Quasi 3 italiani su 4 (73%) sanno che gli alberi abbassano la temperatura nel luogo in cui sono piantati, limitando la formazione delle ‘isole di calore’, ma uno su 5 non sa che gli alberi mitigano gli effetti della pioggia intensa e limitano gli allagamenti. E, ancora, un italiano su 3 ignora che in città gli alberi sono in grado di assorbire CO2.
In media, il 60% sa che le foreste molto estese assorbono grandi quantità di CO2, in misura maggiore i 55-64enni (65%), rispetto ai 18-24enni (58%).
Emerge dalla ricerca elaborata dalla divisione Annalect di Omnicom Media Group per Prospettiva Terra, il progetto non-profit fondato dal Stefano Mancuso, accademico e divulgatore scientifico, e Marco Girelli, ceo di Omnicom Media Group Italia.
“Costruire un modello cooperativo e diffuso simile alle reti vegetali”
“Il 2024 sarà l’anno più caldo di sempre, il primo con una temperatura media globale di 1,5 gradi sopra i livelli preindustriali – afferma Mancuso -. Per questo bisogna educare le persone, fare formazione e informazione su come proteggere il nostro pianeta e limitare i danni. Questo è l’obiettivo di Prospettiva Terra, con cui stiamo costruendo un modello cooperativo e diffuso, simile alle reti vegetali, in cui delle imprese private decidono di farsi carico del futuro che ci aspetta, lavorando nell’unica direzione possibile, ossia la partecipazione diretta a progetti di innovazione scientifica”.
Quercia, abete, pino sul podio dei preferiti
Per oltre 6 italiani su 10 è la quercia l’albero più in grado di contrastare gli effetti del cambiamento climatico, superando abete (39%), pino (37%), tigli (25%), cipressi (24%), frassini (23%).
“Le piante sono vere e proprie macchine in grado di stoccare CO2 nei propri tessuti legnosi e assorbire alcuni inquinanti atmosferici, come il monossido di carbonio e particolato atmosferico. La farnia, ovvero la quercia più conosciuta – spiega Camilla Pandolfi, ceo e R&D Manager Pnat – è in grado di apportare numerosi benefici nell’arco della sua vita. Anche tigli e frassini sono molto performanti per quanto riguarda la rimozione degli inquinanti, grazie a particolari caratteristiche delle foglie e dei rami che permettono alle particelle fini di depositarsi sulla loro superficie, rimuovendole dall’atmosfera”.
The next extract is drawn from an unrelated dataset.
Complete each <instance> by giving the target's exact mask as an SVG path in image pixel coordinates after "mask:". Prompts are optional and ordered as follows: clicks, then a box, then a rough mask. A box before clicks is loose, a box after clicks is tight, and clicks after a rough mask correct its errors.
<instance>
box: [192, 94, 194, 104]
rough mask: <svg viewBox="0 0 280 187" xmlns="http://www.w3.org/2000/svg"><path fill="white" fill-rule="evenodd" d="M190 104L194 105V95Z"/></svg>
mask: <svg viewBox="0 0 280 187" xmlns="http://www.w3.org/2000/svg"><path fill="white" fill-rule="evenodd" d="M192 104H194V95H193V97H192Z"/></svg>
I benefici dei sempreverdi durano tutto l’anno
“Non dimentichiamo le specie sempreverdi, come abeti, pini e cipressi – aggiunge Pandolfi -, che a differenza degli alberi caducifoglie, mantengono la chioma fogliata tutto l’anno e apportano notevoli benefici ambientali anche nei mesi in cui le altre piante sono meno attive”.
Una cosa sicuramente mette tutti d’accordo: essere circondati da alberi dona benessere mentale, serenità e gioia. E quando agli italiani viene chiesto quali pensieri e stati d’animo associno agli alberi, la risposta è un sentimento di serenità e di leggerezza. La prima idea, riferisce Adnkronos, è quella del relax (33%), seguito da purezza (22%) e forza (17%), spiritualità (9%) e gioia (7%).